И вот появился Такер. Пришел, чтобы все это изменить. У него был план. А прежде насчет меня никто никаких планов не строил. Он хотел вести меня за собой в той же мере, в какой я хотела быть ведомой.
– Машина там, – сказал он, показывая в ту сторону, куда убегала тропинка.
После полудня установилась на удивление прохладная погода. Горизонт затягивали тучи, собирался дождь. Было пасмурно, мы с Такером даже не отбрасывали тени. Опираясь на палку, он все равно шел очень осторожно. Больной ногой ступал только на носок, а не на всю ступню. Из-за рюкзака на плече Такер постоянно кренился на один бок. При каждом шаге неуклюже взмахивал забинтованной рукой, чтобы удержать равновесие.
Чем дольше мы шли, тем сильнее он истекал кровью. При ходьбе все его раны открылись. На левой штанине вскоре проступили бордовые пятна. Вьетнамки на его ногах – одна сухая, вторая склизкая – шлепали и хлюпали. С такими глубокими ранами, как у него, обычно обращаются в больницу, их должен зашить хирург. А Такер удовольствовался содержимым домашней аптечки. У него наверняка останутся шрамы.
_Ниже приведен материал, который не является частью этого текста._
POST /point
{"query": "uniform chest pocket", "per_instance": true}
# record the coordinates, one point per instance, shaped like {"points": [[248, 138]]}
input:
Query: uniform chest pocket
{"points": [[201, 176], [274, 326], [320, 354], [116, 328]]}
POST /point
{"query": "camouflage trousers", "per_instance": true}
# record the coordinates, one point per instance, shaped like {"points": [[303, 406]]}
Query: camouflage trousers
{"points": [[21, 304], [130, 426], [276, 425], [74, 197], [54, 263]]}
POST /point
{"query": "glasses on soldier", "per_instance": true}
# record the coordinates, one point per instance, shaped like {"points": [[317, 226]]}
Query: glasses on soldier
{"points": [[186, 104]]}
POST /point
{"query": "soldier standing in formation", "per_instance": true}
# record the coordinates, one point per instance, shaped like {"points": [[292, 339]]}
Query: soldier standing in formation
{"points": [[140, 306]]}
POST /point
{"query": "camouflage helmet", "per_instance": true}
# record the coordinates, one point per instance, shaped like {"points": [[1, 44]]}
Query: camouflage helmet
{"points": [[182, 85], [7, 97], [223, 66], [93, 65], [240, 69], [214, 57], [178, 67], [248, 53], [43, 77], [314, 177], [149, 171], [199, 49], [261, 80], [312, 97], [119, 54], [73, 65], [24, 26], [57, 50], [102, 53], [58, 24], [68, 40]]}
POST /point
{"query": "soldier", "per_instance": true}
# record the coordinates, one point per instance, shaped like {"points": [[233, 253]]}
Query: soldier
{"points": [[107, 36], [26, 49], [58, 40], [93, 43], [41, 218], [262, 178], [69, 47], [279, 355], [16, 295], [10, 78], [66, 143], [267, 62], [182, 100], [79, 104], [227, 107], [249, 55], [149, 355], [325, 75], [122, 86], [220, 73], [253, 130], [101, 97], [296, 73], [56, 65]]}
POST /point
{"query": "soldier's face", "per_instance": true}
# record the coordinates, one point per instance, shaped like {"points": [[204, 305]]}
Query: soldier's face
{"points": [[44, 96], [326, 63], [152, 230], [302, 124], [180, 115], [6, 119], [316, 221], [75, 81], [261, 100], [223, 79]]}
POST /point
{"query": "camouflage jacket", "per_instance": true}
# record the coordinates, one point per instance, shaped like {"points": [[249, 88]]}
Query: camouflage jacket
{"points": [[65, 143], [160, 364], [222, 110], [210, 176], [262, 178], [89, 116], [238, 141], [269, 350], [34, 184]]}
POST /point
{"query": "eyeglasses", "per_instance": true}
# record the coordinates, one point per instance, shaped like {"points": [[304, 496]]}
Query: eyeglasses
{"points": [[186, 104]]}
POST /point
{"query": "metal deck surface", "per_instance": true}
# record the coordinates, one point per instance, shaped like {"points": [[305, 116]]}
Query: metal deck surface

– Машину пришлось оставить довольно далеко, – объяснил он. – Парковаться в «Тенистых акрах» было рискованно. Кто-нибудь непременно заметит.
Издалека донесся раскат грома. Я чувствовала запах дождя, хотя небо над нами было по-прежнему чистым и белым, как хлопок. Гроза, как всегда, маячила близ горизонта.
Мы добрались до шоссе и повернули на запад. Держались обочины, наблюдая, как мимо проносятся полуприцепы и пикапы. Из-под колес машин прямо на нас летела пыль. Такер шел впереди, я – сзади. Мы по очереди пили воду из одной бутылки. С каждым порывом ветра температура опускалась все ниже. Раскаты грома учащались, заставляя трепетать листву на деревьях. Стрелы молнии высвечивали провалы в густом слое облаков. Гроза была еще далеко, так что причинная связь между вспышками и грохотанием не прослеживалась: сверкала молния, стонал гром, но они никак не соотносились друг с другом. Облака потемнели, окрасились в цвет угольной пыли. На тротуар время от времени плюхались шальные капли. Кровь из Такера уже не хлестала – не находила выхода. Его раненая нога превратилась в бурую липкую колонну; в тех местах, где кровь на штанине засохла, ткань наглухо прилипла к коже. Вьетнамка на больной ноге приклеилась к ступне.
Наконец мы дошли до грунтовой дороги. Это место было мне знакомо, хотя по узкой тропинке, вьющейся между деревьями, я никогда не ходила. Лес был старый, толстенные стволы опутывали ползучие растения. По одну сторону стоял единственный дом – грязная развалюха. Лужайку перед ним занимали ржавые автомобили в разной степени запустения. У одного из двигателей пробивалась трава. На окнах здания лежал сплошной налет грязи, так что через них вообще ничего нельзя было разглядеть. Может, это и к лучшему.
Такер продолжал ковылять вперед, испуская стон при каждом шаге. Я семенила рядом. Начался дождь. Сверху над нами зашуршал и затрясся навес из ветвей, листья пустились в пляс. Я ежилась от холода под дождем. Мокрая земля потемнела. Такер запрокинул назад голову, подставляя лицо под струи.
Автомобиль был хорошо спрятан: бурый «универсал» сливался с бурыми зарослями подлеска. Запросто можно пройти мимо, ничего не заметив. Я стала продираться сквозь кусты к дверце со стороны пассажирского кресла. Ветки цеплялись за мои волосы, царапали кожу. Такер с трудом сел за руль и, бледный, влажный, обессиленный, обмяк в кресле. Какое-то время мы просто сидели, слушая стук дождя по крыше машины. Лобовое стекло представляло собой мозаику из дождевых капель и световых бликов, мертвых жучков и птичьего помета. Я оглядела салон и поняла, что мой брат жил в этой машине. Под задним стеклом валялась в беспорядке грязная одежда, на заднем сиденье – подушка. Пакет со злаковыми батончиками и картофельными чипсами.